Deciding between broccoli or a brownie? Take a second. Actually, to be more precise, take 200 milliseconds.
According to a recent study by Caltech neuroeconomists, our brain naturally craves the taste of food a split second before processing the health benefits. Researchers monitored participants’ decision making process between healthy and unhealthy pairs of food. Those participants could distinguish which food tasted better faster than which food was healthier.
Wondering why you long for the junk at first? “Taste is a concrete, innate attribute,” the press release says. The study found some participants automatically craved the sweet stuff, but after realizing the health benefits, they reverted to a healthier option. In fact, it took nearly 200 milliseconds before they processed health information.
“People are making these choices very quickly — in a couple of seconds — so very small differences, even just a hundred milliseconds, can make an enormous difference in whether or how much health considerations ultimately influences the decision,” Caltech researcher Antonio Rangel said in the press release.

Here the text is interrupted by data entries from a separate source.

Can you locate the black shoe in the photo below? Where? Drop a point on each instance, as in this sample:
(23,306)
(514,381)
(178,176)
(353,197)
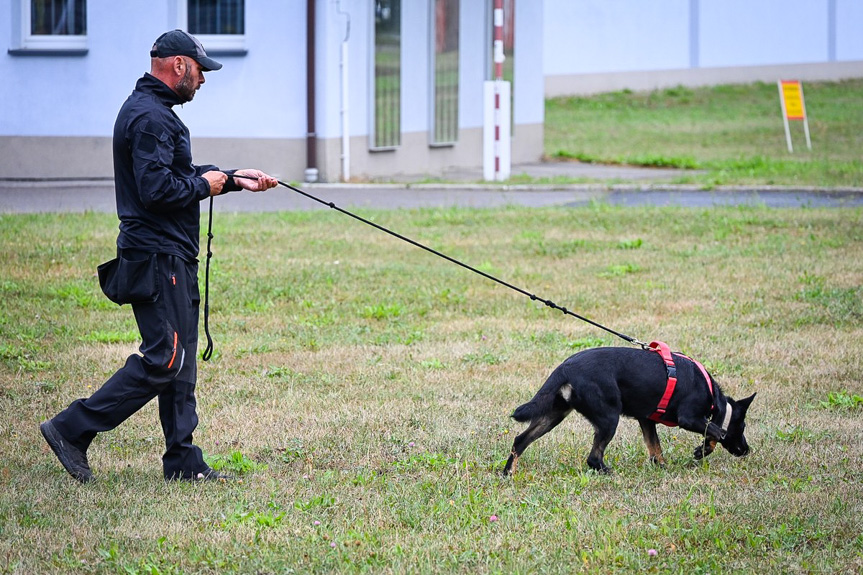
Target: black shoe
(208,474)
(72,458)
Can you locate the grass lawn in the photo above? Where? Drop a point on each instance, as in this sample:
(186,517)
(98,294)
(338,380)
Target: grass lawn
(362,390)
(733,134)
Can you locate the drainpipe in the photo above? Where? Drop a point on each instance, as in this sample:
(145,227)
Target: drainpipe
(311,172)
(343,66)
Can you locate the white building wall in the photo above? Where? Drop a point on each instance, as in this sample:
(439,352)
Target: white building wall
(766,32)
(604,45)
(601,36)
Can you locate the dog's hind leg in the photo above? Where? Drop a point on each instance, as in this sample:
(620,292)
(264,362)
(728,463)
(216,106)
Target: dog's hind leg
(538,427)
(604,429)
(651,440)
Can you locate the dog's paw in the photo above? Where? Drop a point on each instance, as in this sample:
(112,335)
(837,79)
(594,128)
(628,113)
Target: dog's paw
(701,452)
(657,460)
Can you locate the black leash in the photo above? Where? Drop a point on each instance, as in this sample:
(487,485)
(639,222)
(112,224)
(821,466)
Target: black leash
(208,353)
(533,297)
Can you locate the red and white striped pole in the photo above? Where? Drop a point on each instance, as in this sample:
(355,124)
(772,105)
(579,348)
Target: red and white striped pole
(498,78)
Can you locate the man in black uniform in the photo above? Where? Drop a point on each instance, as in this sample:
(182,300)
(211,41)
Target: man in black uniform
(159,191)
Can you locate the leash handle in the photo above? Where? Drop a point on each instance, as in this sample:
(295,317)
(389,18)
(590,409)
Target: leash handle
(208,352)
(534,297)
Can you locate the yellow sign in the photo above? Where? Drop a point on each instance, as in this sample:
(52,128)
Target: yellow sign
(792,95)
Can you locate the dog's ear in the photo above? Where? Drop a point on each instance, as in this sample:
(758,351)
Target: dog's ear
(745,402)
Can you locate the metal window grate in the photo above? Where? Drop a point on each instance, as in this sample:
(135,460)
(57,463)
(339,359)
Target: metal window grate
(387,80)
(58,17)
(446,71)
(217,17)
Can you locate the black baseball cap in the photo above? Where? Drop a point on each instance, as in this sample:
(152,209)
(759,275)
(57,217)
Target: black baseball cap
(180,43)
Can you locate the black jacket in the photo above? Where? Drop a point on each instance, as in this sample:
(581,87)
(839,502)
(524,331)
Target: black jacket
(158,188)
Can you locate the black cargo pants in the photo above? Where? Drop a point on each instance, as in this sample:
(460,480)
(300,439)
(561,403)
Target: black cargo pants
(167,369)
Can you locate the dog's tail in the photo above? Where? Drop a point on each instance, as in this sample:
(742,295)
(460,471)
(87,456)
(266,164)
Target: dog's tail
(552,396)
(527,411)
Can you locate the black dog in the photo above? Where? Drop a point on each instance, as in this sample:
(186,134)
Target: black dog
(606,382)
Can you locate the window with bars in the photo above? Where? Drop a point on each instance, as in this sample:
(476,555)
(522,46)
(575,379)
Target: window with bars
(49,25)
(216,17)
(58,17)
(220,25)
(445,70)
(386,99)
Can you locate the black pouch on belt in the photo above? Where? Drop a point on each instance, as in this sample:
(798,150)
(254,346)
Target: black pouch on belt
(131,277)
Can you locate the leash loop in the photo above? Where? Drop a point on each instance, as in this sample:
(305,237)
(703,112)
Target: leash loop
(533,297)
(208,352)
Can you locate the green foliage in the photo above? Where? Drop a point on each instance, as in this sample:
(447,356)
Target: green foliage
(842,400)
(236,462)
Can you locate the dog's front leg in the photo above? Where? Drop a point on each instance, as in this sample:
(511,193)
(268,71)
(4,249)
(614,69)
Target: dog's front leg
(651,440)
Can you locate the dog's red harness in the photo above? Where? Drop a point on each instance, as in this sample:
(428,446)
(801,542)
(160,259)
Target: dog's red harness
(671,374)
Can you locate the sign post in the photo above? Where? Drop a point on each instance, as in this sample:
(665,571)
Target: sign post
(793,108)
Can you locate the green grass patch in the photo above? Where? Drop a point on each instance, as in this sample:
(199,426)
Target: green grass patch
(729,135)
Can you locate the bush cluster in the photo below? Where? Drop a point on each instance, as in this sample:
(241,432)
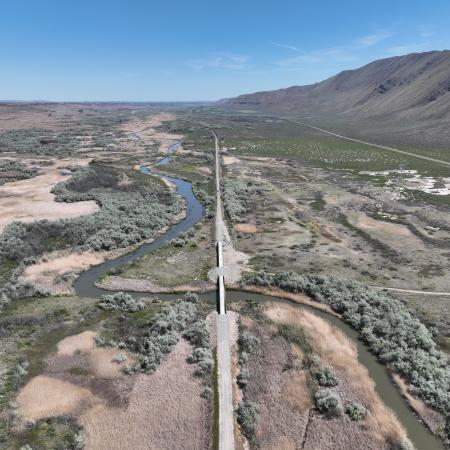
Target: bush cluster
(130,213)
(391,332)
(120,301)
(328,402)
(326,377)
(39,141)
(162,333)
(356,411)
(247,414)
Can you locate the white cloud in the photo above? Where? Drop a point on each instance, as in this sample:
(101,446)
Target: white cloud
(229,61)
(343,53)
(410,48)
(426,32)
(317,57)
(372,39)
(286,46)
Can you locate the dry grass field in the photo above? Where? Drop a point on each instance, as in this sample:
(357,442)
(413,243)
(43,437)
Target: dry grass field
(164,411)
(29,200)
(282,384)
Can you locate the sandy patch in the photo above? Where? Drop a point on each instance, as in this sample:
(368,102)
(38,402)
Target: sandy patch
(369,224)
(83,342)
(31,199)
(79,376)
(235,262)
(165,411)
(101,364)
(228,160)
(245,228)
(44,396)
(49,271)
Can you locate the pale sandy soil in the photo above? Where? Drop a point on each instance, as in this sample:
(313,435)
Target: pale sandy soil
(56,271)
(245,228)
(56,392)
(145,130)
(83,342)
(29,200)
(227,160)
(369,224)
(235,262)
(165,411)
(49,271)
(337,351)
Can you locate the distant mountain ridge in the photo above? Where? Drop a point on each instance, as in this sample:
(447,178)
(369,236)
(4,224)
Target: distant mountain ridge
(415,86)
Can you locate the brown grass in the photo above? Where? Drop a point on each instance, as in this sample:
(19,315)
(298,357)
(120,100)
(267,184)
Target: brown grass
(45,396)
(165,411)
(227,160)
(83,342)
(336,350)
(49,269)
(296,298)
(278,386)
(246,228)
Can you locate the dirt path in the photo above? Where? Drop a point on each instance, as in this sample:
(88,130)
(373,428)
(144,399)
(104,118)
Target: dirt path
(383,147)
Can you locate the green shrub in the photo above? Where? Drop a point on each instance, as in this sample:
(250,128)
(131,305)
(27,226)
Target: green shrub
(328,402)
(391,332)
(247,415)
(236,194)
(243,377)
(356,411)
(326,377)
(120,301)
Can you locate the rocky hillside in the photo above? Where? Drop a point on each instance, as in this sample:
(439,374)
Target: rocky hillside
(416,86)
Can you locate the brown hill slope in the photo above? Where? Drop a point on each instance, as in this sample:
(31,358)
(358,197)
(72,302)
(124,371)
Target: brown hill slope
(416,86)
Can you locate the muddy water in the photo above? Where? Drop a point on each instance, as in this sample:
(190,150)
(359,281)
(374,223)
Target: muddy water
(388,392)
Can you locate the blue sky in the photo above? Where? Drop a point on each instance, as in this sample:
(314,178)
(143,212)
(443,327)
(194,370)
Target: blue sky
(145,50)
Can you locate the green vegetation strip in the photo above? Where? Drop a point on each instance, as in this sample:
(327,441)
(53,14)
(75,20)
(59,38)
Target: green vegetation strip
(391,332)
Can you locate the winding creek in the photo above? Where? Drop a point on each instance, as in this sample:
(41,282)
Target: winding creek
(418,433)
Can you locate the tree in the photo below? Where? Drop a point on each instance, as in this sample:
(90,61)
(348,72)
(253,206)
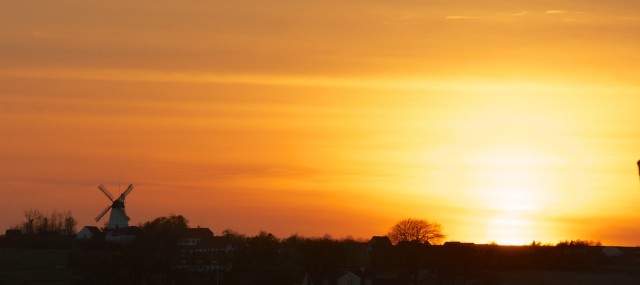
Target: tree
(414,230)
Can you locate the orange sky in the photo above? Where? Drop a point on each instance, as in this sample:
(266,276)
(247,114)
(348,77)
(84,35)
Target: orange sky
(502,121)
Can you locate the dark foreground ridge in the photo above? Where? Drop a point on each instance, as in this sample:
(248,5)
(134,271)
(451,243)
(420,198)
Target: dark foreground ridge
(167,252)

However, 32% of participants in the study completely dismissed healthful options, and chose food based entirely off taste. Caltech then conducted a further study to see if people can better monitor self-control. The researchers split participants into two groups: the high self-control group who stuck with the healthier option, and the low self-control group who chose food based off desired taste.
According to Daily mail: “Those with the least amount of self-control began to consider the health aspect of food 323 milliseconds later than those with the most, indicating that the quicker someone begins to consider health, the more self-control he is likely to exert.”
This means you should take a second (or less) to curb a craving. Your taste buds won’t thank you, but your gut sure will.